The hearing and recent EPA actions have led to further questions raised following the revelation of the “Monsanto Papers” which is the name given to a number of damning internal documents from Monsanto, which were revealed as part of the ongoing U.S. litigation against Monsanto by farmers, landscapers and other individuals who indicate they developed non-Hodgkin’s lymphoma following Roundup exposure.

The memos and emails suggest that the company has known that its herbicide might be dangerous for years, put out ghostwritten studies that were falsely portrayed as the work of independent scientists, and unduly influenced regulators in the U.S. and Europe to avoid any indication that Roundup is not safe.
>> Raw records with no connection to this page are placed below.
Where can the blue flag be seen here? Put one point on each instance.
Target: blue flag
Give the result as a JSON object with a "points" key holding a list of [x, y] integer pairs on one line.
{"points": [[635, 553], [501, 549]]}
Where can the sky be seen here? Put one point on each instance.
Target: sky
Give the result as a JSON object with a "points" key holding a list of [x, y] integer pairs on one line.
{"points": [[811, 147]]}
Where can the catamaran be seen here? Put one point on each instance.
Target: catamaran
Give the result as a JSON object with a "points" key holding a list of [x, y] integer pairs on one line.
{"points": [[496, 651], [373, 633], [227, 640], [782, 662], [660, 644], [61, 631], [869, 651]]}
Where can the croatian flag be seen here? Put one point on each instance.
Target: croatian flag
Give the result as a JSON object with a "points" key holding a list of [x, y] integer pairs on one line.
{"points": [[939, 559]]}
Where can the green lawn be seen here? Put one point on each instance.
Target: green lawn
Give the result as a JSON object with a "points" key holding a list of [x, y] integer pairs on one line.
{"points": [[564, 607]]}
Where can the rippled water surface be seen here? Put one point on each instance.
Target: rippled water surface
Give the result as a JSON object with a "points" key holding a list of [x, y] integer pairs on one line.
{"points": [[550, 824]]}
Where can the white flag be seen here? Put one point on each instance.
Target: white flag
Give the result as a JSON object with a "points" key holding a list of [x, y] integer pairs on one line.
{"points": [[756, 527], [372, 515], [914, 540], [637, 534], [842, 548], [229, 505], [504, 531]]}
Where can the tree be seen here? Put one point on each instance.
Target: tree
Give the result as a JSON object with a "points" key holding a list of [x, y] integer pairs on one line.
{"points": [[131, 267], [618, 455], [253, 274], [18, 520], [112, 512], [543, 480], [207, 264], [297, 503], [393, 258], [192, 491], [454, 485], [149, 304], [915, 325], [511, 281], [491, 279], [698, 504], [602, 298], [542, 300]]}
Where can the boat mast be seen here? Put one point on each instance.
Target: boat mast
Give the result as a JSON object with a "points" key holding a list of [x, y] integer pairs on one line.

The company even went as far as writing some parts of the safety reviews for regulators, and asked them to squash government inquiries that they could not write themselves, some of the documents suggest.

Throughout the U.S., several thousand Roundup lawsuits have been filed against Monsanto by farmers, landscapers, agricultural workers and others regularly exposed to Roundup, alleging that they may have avoided a diagnosis of non-Hodgkins lymphoma or other cancer if warnings had been provided by Monsanto.

Since October 2016, all federal cases have been consolidated for pretrial proceedings as part of an MDL, or multidistrict litigation, which is centralized before U.S. District Judge Vince Chhabria in the Northern District of California.

As part of the coordinated litigation, it is expected that a small group of bellwether trials will be prepared for early trial dates to help gauge how juries may respond to certain evidence and testimony that will be repeated throughout the cases. However, if Monsanto fails to reach Roundup settlements or another resolution for the failure to warn cases, hundreds of individual lawsuits may eventually be remanded back to the federal courts where they were originally filed for an separate trial dates.